Sevgili okurlarım, bu hükümetin dış politikasına dün de bu gün de yanlış diyenlerdenim. Hükümet, dış politikada hep yanlış ata oynadı ve kaybetti. Türkiye yalnızlaştırıldı. Türkiye sözüne itibar edilmeyen, kale alınmayan yok sayılan bir konuma düşürüldü.
Bu haklı tespiti yaptıktan sonra; gelelim Rus Savaş uçağının düşürülmesine.
Bu konuda hükümetin yanındayım ve hükümetin haklı bir karar aldığına: bu karıda TSK’nın cesaretle uyguladığına bütün kalbimle katılıyor ve destekliyorum.
Türkiye’nin hava sahası kimsenin ihlal edeceği bir saha değildir. Türkiye, hiç kimsenin gücünü ve sabrını test edeceği bir ülke değildir. Türkiye, kimsenin yaptığını yanına bırakacak bir üçüncü dünya ülkesi hiç değildir.
C. Başkanı’nın Öğretmenler Günü resepsiyonun da Milli Eğitim Müdürlerine yaptığı ılımlı konuşmasında; C. Başkanı: alkışlayan bu atanmış müdürleri kınıyorum. Öğretmenler savaşı alkışlayacak kadar basit ve düşüncesiz, birilerinin şakşakçısı olacak kadar da şahsiyetsiz ve onursuz değillerdir. AKP iktidarının atadığı müdürlerin çaplarını da böylece öğrenmiş olduk. Bu müdürlerin ekserisi de din eğitimi almış İlahiyat mezunlarıdır.
Rus savaş uçağının düşürülmesinden sonra; elbette diplomasi trafiği çalışacaktır. Bu gayet normal bir süreçtir. Durumu sertleştirmek adına yumuşatmak daha hayırlıdır.
Şunu kimse ama hiç kimse aklından çıkarmasın ki; hiçbir savaşın kesin kazananı yoktur. Bütün savaşların az zarar göreni ve çok zarar göreni vardır. İki su testisi çarpıştığında birisi kırılırsa diğeri de çatlayacaktır. Bundan kimsenin şüphesi olmasın.

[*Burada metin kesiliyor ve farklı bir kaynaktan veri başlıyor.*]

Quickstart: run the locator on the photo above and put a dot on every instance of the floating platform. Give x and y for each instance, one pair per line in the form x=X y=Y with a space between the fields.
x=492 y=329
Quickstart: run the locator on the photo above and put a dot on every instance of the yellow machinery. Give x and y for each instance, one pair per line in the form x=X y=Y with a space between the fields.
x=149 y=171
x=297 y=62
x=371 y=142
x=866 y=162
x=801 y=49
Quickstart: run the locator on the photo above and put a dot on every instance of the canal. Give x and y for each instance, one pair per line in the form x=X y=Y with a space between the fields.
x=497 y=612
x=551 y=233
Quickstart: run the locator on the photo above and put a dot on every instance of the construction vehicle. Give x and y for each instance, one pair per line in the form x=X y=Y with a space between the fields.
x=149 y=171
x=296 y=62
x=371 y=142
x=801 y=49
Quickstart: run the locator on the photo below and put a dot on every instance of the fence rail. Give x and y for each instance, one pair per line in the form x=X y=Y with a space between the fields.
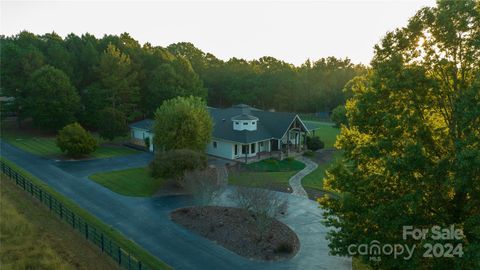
x=120 y=254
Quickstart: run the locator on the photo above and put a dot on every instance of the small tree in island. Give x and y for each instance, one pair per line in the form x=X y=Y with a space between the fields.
x=182 y=129
x=75 y=141
x=183 y=123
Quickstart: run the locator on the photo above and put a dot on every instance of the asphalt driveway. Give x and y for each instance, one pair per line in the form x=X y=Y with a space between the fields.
x=146 y=220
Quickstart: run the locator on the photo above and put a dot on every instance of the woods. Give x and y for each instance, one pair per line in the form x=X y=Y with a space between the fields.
x=119 y=73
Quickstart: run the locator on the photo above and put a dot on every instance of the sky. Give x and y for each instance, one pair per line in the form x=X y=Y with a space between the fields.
x=287 y=30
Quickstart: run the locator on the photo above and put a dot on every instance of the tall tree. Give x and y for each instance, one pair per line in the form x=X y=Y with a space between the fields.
x=182 y=123
x=50 y=98
x=118 y=80
x=412 y=145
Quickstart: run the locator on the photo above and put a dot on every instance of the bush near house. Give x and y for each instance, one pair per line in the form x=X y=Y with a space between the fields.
x=174 y=163
x=75 y=141
x=314 y=143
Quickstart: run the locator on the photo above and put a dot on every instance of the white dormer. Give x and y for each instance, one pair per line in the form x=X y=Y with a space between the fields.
x=245 y=122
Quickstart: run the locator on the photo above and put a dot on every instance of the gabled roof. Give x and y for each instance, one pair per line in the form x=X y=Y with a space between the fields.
x=269 y=125
x=145 y=124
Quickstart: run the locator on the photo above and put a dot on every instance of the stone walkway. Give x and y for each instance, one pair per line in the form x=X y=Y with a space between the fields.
x=296 y=180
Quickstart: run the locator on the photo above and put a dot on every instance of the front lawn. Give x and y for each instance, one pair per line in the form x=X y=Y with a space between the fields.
x=44 y=144
x=135 y=182
x=327 y=132
x=268 y=173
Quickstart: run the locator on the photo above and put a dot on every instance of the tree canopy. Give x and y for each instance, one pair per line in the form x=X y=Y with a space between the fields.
x=119 y=72
x=411 y=149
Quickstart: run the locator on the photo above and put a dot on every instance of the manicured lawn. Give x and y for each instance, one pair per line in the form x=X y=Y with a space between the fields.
x=148 y=259
x=44 y=145
x=327 y=132
x=261 y=179
x=33 y=238
x=315 y=179
x=274 y=165
x=131 y=182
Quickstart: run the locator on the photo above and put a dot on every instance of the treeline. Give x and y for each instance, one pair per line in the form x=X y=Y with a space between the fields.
x=58 y=80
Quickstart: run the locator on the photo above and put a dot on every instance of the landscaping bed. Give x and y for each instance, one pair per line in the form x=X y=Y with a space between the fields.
x=236 y=230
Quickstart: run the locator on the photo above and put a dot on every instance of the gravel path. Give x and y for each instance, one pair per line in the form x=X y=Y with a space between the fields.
x=296 y=180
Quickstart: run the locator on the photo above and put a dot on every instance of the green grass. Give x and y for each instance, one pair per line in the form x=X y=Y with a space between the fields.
x=274 y=165
x=315 y=179
x=45 y=145
x=33 y=238
x=115 y=235
x=262 y=179
x=327 y=132
x=131 y=182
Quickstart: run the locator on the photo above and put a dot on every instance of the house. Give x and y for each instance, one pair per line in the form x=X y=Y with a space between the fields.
x=244 y=133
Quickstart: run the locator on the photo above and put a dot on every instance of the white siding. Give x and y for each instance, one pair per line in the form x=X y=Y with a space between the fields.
x=224 y=149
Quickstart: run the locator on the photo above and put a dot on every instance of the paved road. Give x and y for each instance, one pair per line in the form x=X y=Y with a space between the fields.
x=146 y=220
x=296 y=180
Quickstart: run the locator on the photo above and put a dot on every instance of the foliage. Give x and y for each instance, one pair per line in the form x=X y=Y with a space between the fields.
x=76 y=141
x=113 y=123
x=118 y=72
x=339 y=116
x=183 y=123
x=50 y=99
x=263 y=203
x=412 y=145
x=314 y=143
x=174 y=163
x=204 y=185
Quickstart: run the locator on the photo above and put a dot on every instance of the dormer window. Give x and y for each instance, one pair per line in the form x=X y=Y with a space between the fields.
x=245 y=122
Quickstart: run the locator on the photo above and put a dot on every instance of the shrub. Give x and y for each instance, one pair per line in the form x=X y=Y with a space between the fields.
x=271 y=161
x=309 y=153
x=174 y=163
x=75 y=141
x=314 y=143
x=284 y=247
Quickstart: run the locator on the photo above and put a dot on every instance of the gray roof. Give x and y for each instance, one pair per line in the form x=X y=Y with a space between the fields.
x=146 y=124
x=270 y=124
x=244 y=117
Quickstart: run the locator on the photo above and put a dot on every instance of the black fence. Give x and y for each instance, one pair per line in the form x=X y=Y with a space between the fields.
x=120 y=254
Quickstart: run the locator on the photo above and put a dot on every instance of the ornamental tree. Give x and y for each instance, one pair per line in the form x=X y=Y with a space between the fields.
x=411 y=150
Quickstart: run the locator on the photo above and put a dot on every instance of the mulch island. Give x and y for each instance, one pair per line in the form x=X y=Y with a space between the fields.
x=236 y=230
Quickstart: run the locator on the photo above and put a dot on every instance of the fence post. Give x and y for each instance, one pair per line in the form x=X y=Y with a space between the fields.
x=101 y=240
x=119 y=256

Benim kafama takılan ve kızdığım yanı: uluslar arası hukuka ve angajman kurallarına göre haklı sayıldığımız bir durumda; bizim yöneticilerin; “Kimliğini bilmiyorduk. Rus uçağı sanmamıştık” gibi yavan laf etmelerinedir.
“Rus uçağı olduğunu bilseydik; vurmazdık, korkardık, çekinirdik” mi denmek istenmekte? Beyler ya tükürmeyiniz ya da tükürdüğünüzü yalama zavallılığına düşmeyiniz. Haklı davanızı, haksıza çevirmeyiniz. Adam gibi durunuz. Ne diyor M. Akif, “Haklı davanda o kadar ısrar et ki, arşı titret.”

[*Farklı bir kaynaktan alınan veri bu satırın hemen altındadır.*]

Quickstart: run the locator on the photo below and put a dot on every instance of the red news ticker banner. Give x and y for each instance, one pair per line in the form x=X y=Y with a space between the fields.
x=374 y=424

Benim aklımın almadığı bir başka husus: bu güne kadar pek çok ülke uçağı hava sahamızı ihlal ettiği halde neden onları düşürmeyi akıl etmedik de, Rus uçağını düşürdük? Bunun haklı bir nedeni nedir? Bilen varsa lütfen açıklasın.
Bizim bilmediğimiz, fakat bilmemizi de istemediğimiz bazı gerçeklerin üstü örtülmek mi istenmekte.
Mesela: 7 Haziran seçimlerine girerken başkanlık demişlerdi: yüzde kırklarda kalmışlardı. Ve 2 Kasıma kadarda BAŞKANLIK lafını hiç duymamıştık. Neden 2 Kasımdan sonra başkanlık tekrar gündeme geldi? C. Başkanı neyi yapmak istiyor da yapamıyor: anlamış değilim. Dünya krallıklardan, emirliklerden, padişahlıklardan, sultanlıklardan kurtulana kadar az mı mücadele etti?
Rus uçağı, haklı nedenlerle düşürülmüştür. Dünya kamuoyu, bu haklılığımızın yanındadır. Dik durarak bu haklı davamızı sulandırmayalım. Şam’da namaz kılmak, Esad düşmanlığı sabit fikrinden de vaz geçmeliyiz.
“Terörle pazarlık edilmez, görüşme yapılmaz; kafasına sıkılır.” N. Atsız.
Bu ham sevdadan da acilen vaz geçilmelidir. Bu ülkenin adı Türkiye Cumhuriyeti’dir, vatandaşlarına da Türk denir. O kadar
Esen kalınız.
NOT: Düşen pilotun öldürülmesi ne ahlaki nede siyasidir.